Featured

Ex-NATO chief Rasmussen says Europe shouldn’t rely on U.S., needs to rearm itself

Former NATO Secretary-General Anders Fogh Rasmussen said Europe needs to purchase locally made weapons and free itself from the current U.S.-backed security framework.

Mr. Rasmussen, who led the transatlantic alliance from 2009 to 2014, said Thursday in an interview with the “Europe Today” news show that the Trump administration’s “hostility” toward NATO allies is “painful to see.”

“I consider this the worst challenge for NATO during the history of a very successful alliance. We in Europe should conclude [that] we have to be able to stand on our own feet,” Mr. Rasmussen said. “We should strengthen our defense and build on a ‘coalition of the willing’ that could build a strong European [defense] pillar.”

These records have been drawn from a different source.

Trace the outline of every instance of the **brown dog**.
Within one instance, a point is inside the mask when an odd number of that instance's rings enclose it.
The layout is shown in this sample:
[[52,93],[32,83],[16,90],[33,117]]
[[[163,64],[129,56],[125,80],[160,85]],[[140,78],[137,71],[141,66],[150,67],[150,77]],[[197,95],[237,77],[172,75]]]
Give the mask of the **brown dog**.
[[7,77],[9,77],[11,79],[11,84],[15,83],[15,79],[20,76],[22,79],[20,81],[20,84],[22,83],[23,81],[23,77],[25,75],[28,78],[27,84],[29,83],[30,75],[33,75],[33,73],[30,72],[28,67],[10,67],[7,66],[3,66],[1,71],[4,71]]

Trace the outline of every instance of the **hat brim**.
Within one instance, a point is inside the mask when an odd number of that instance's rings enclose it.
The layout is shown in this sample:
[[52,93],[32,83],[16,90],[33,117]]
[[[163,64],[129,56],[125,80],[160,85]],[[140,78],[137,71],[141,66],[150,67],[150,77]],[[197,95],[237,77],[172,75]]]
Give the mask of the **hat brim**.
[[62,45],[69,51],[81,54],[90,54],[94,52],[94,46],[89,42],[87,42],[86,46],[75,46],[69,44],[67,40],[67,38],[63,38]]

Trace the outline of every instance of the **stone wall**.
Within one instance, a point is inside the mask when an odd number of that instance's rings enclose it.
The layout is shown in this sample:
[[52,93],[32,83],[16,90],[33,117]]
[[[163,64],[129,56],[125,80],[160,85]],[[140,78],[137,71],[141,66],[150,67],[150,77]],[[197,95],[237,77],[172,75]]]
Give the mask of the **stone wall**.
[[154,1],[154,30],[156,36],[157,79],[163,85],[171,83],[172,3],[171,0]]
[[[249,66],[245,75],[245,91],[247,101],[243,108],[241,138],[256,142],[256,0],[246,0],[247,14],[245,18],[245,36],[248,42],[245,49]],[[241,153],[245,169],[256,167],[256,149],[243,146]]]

Operation Epic Fury, the joint Israeli-U.S. military campaign against Iran, has weakened Europe’s ability to restock its defense supplies because of the depletion of U.S. ordnance that NATO allies would normally purchase. Europe will have a harder time providing weapons and interceptors for Ukraine in its fight against Russian invaders, Mr. Rasmussen said.

“We should purchase weapons and ammunition where it is, right now, because time is of the essence,” he said. “But we should also reduce our dependency on foreign actors like the United States, but also other countries.”

The Trump administration is pushing for Europe to take primary responsibility for its conventional defense and reduce reliance on U.S. support. Washington wants NATO allies to increase defense spending to 5% of GDP by 2035.

Mr. Rasmussen was Denmark’s prime minister from 2001 to 2009, during the height of the U.S. war in Afghanistan. More than 40 Danish soldiers died between 2002 and the end of major combat operations in 2014. With a population of about 6 million, Denmark suffered the highest per capita death toll among coalition forces.

Mr. Rasmussen said he has admired the United States since childhood and considered it “a natural leader of the free world.” The current tension between Washington and Copenhagen — particularly over Greenland — has been “a very painful process,” he said.

“As prime minister of Denmark, I worked closely with the then-President George W. Bush,” he said. “It has been painful to conclude that we have to reduce our dependence on the United States, but that is the state of affairs today.”